Special school students enduring conditions 'comparable to overseas orphanages'

Special school students enduring conditions 'comparable to overseas orphanages'

By Olivia Kelleher

A school for children with the dual diagnosis of autism and severe to profound intellectual disability is without adequate toilet space or ramps for wheelchairs, has leaky roofs and unreliable heating and is lacking physiotherapy/occupational therapy rooms and a sensory garden.

Parents and management at the St Gabriel's Special School in Bishopstown, Cork, have set up a Go Fund Me page, such is their frustration at the lack of action by the Department of Education and Skills.

43 children aged from four to 18 are taught onsite in a school which parents and teachers say has not received any major refurbishment since it opened 20 years ago.

Special school students enduring conditions 'comparable to overseas orphanages'

Earlier this week Fianna Fáil leader Micheál Martin raised the plight of the school with Taoiseach Leo Varadkar during Leader's Questions.

Mr Martin said he was shocked to hear that the so-called sensory room was a "windowless outbuilding."

He said: "The parents say they feel forgotten. These are children who should be our number one priority."

Sinead Desmond, Chair of St Gabriel's Parent's Association, says the principal and and teachers do everything in their power to assist the children who are all non-verbal.

However, they are let down by the primitive surroundings they find themselves in.

"Regardless of how bad the building is they love going to school every day. They love the staff. The principal is like a mom to those children. But this building is substandard.

"There are really complex serious medical needs for these children.

There are children experiencing seizures daily.

"We have a fantastic nurse onsite but her office is completely cramped. She doesn't even have a medical couch to put the children on. She doesn't even have a weighing scales to weigh kids."

Ms Desmond said the school is so badly equipped that if you saw it in a documentary about another country you would be shocked by the lack of action of the relevant authorities.

"This is happening in Cork. My son Max's wheelchair doesn't fit into the toilets in the school. So there is no toileting facilities for children in wheelchairs.

"It is fine when Max is seven and he is small and they can lift him on to a changing bed. But they have men there who are 17 and 18 years old and are six foot tall with complex medical needs.

"They are trying to maintain their dignity and they can't. "

Ms Desmond says it is also a health and safety issue as a lot of children onsite have compromised immune systems which leave them vulnerable to infection.

"The staff try everything they can but they shouldn't have to be thinking of those things. They should be able to go to work and do their job.

"It is such a tough job and staff go in with a smile on their face. But it is such a depressing building.

"You walk in to the sensory room and it has two or three beanbags. It is up against a cold stone wall. It has a disco light."

The heating at the school broke down recently and the children wore extra layers as they waited for an emergency grant to repair it.

Sinead says the principal gave parents her blessing to speak publicly about the issues because they are at the end of their tether following years of fruitless applications for funding.

She said: "Our children only get one shot at childhood. Their childhood already has so many limitations and struggles that their school building really shouldn't be one of them.

"You go into a building that is substandard.

In Max's classroom you used to have to open the door and stand back and a gush of dirty water from the roof would fall down.

"They had buckets collecting water in the classroom.

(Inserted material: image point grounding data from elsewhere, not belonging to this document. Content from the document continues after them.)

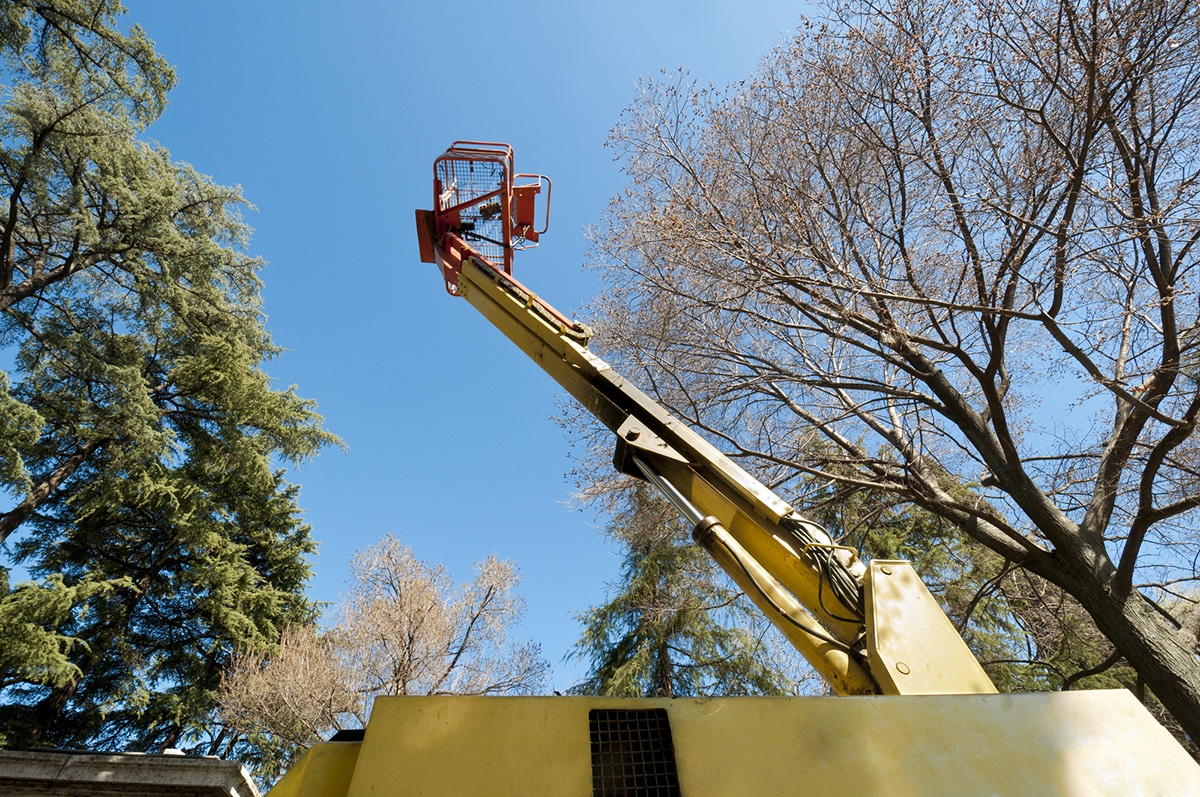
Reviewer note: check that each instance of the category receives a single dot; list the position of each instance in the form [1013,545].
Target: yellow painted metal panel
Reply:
[324,771]
[1062,743]
[911,643]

The children in the senior side have nothing."

Sinead says when the school was originally purchased in the 1990's it was never intended as a special needs school. She says it was never upgraded for the needs of children with severe disabilities with conditions resembling those seen in old-fashioned orphanages overseas.

In a video on the Go Fund Me Page principal Margaret Lordan says they cater for a "vulnerable cohort of children" and that the school is not "fit for purpose."

"They are functioning at a mental age of 18 months to two years. They are pre-speech. It is more urgent than ever that we get the environment right here for our children and that we get the conditions to to the highest standard possible."

St Gabriel’s Special School is located at Curraheen Estate in Bishopstown and is under the patronage of the Brothers of Charity Southern Services.

They aim to raise €200,00 on the Go Fund Me Page to pay for new equipment. The school has repeatedly applied to the Department of Education and Skills for funding for a new fit-for-purpose building.

A spokesman for the Department of Education said this government is committed to ensuring every child with special educational needs has the opportunity to fulfil their full potential.

He said that in 2018, almost €1.8bn will be invested in Special Education, nearly one fifth of the overall Education budget, and up 43% since 2011.

"The Department of Education and Skills is aware of the accommodation needs at St Gabriel’s and is committed to working with the school to address these needs.

"The Department expects to be in further contact with the school authority shortly."